Since the launch of LinkedIn's developer platform in December 2007, it has been just about impossible to get an app built on LinkedIn.

I should know — I have tried contacting LinkedIn on four occasions now with a proposal for an app that I think would make a ton of sense on their platform.  I think the use of the term "platform" is pretty generous here.  It is kinda like a secret society of sorts, and for whatever reason I don't yet know the handshake.
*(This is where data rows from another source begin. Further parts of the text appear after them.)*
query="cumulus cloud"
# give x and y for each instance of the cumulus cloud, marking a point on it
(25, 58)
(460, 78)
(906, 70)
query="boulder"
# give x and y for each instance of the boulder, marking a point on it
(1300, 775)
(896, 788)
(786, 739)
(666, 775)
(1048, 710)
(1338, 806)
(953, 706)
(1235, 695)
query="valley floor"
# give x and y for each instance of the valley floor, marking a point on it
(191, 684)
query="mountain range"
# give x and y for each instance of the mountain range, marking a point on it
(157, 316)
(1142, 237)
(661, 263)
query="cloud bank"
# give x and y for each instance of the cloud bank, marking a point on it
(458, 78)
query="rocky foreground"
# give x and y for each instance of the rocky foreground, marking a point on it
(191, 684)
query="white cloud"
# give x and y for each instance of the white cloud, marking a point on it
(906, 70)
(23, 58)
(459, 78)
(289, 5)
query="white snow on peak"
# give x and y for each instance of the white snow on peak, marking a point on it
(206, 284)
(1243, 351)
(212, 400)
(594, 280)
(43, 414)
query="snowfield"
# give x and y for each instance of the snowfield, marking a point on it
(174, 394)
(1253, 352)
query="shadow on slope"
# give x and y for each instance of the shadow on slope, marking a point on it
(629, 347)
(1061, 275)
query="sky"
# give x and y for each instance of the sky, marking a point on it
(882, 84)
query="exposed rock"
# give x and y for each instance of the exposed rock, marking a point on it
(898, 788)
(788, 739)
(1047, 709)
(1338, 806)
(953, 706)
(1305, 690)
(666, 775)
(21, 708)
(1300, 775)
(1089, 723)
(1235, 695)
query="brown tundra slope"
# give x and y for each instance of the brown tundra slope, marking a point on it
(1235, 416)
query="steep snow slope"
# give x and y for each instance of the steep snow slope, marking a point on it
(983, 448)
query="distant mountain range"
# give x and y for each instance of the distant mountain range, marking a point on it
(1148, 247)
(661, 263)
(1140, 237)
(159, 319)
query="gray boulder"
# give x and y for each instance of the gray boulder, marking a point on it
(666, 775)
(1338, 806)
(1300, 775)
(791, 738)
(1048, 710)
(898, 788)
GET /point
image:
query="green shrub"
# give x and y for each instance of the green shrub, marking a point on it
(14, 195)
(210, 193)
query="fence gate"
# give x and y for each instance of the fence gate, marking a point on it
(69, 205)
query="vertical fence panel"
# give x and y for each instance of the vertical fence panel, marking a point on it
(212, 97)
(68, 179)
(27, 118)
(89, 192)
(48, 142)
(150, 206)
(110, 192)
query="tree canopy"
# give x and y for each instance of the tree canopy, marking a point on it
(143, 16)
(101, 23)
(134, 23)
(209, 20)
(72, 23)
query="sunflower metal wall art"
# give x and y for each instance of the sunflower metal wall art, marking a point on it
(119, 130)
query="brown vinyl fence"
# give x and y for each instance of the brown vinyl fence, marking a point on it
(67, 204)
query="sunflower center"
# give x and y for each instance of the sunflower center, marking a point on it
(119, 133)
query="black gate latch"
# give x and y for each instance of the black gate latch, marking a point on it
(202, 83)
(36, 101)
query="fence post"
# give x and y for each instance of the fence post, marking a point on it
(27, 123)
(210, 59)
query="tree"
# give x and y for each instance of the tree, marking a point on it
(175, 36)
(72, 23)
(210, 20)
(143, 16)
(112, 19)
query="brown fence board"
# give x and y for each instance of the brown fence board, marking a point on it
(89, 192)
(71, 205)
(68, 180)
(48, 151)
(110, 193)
I can understand the motivation — LinkedIn would rather control the types and sources of applications that are created than open a Pandora's Box of Zombies, Vampires, and "electronic hamburgers" that may be created if developers are unleashed.  I think a lot of the fear is unfounded — people go to Facebook and MySpace to screw around while people generally go to LinkedIn to do business.  I don't think junk apps would succeed on LinkedIn like they have on Facebook.  But I can't say I'd bet billions of dollars of valuation on that.

In any event, it should be easier for companies like ours to innovate on LinkedIn.
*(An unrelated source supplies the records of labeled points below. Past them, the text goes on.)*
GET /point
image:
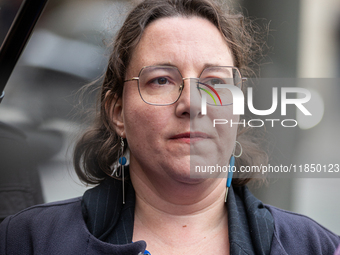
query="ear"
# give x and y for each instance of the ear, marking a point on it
(114, 109)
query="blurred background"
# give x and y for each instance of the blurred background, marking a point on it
(69, 48)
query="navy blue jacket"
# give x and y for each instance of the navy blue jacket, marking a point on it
(62, 228)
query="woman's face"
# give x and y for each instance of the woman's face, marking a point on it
(159, 136)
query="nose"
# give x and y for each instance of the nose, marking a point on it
(189, 103)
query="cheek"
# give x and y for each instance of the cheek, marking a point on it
(143, 123)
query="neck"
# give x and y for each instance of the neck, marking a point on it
(179, 214)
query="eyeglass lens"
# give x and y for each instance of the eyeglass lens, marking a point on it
(162, 84)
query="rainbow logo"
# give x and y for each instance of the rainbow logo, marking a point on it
(209, 93)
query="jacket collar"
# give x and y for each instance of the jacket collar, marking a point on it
(251, 225)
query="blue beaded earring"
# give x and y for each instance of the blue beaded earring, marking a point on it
(231, 168)
(122, 162)
(119, 169)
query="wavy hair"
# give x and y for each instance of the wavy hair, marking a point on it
(97, 150)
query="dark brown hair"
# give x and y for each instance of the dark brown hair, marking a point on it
(97, 150)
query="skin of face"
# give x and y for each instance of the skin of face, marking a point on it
(157, 159)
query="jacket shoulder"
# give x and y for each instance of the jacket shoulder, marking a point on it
(43, 226)
(298, 234)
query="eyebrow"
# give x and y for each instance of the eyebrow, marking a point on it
(207, 65)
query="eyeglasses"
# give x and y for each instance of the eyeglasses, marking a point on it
(163, 85)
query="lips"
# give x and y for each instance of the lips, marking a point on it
(190, 137)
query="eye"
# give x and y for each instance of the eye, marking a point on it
(161, 81)
(213, 81)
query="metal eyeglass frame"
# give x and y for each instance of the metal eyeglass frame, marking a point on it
(243, 79)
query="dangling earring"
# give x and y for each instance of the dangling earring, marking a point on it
(119, 169)
(231, 166)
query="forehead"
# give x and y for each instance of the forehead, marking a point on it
(185, 42)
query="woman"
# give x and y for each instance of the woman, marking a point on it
(166, 56)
The risk, which I think has gone underreported, is that companies like ours who have problems will just take our ideas somewhere else, where we're welcome.  But the reality is that it only takes one success to help convert an existing social media site like Facebook into a true competitor to LinkedIn.  One killer business app built on Facebook would create a hole in LinkedIn's boat.

Look, I'd prefer working with LinkedIn.  But I've contacted them for the last time.  It shouldn't be this hard… and I simply won't wait around for them to respond to an e-mail.  I'll move on.  I suspect a lot of other startups will move on also.  And if the community builds social business apps elsewhere, I think it will ultimately cause LinkedIn a set of problems that currently don't exist.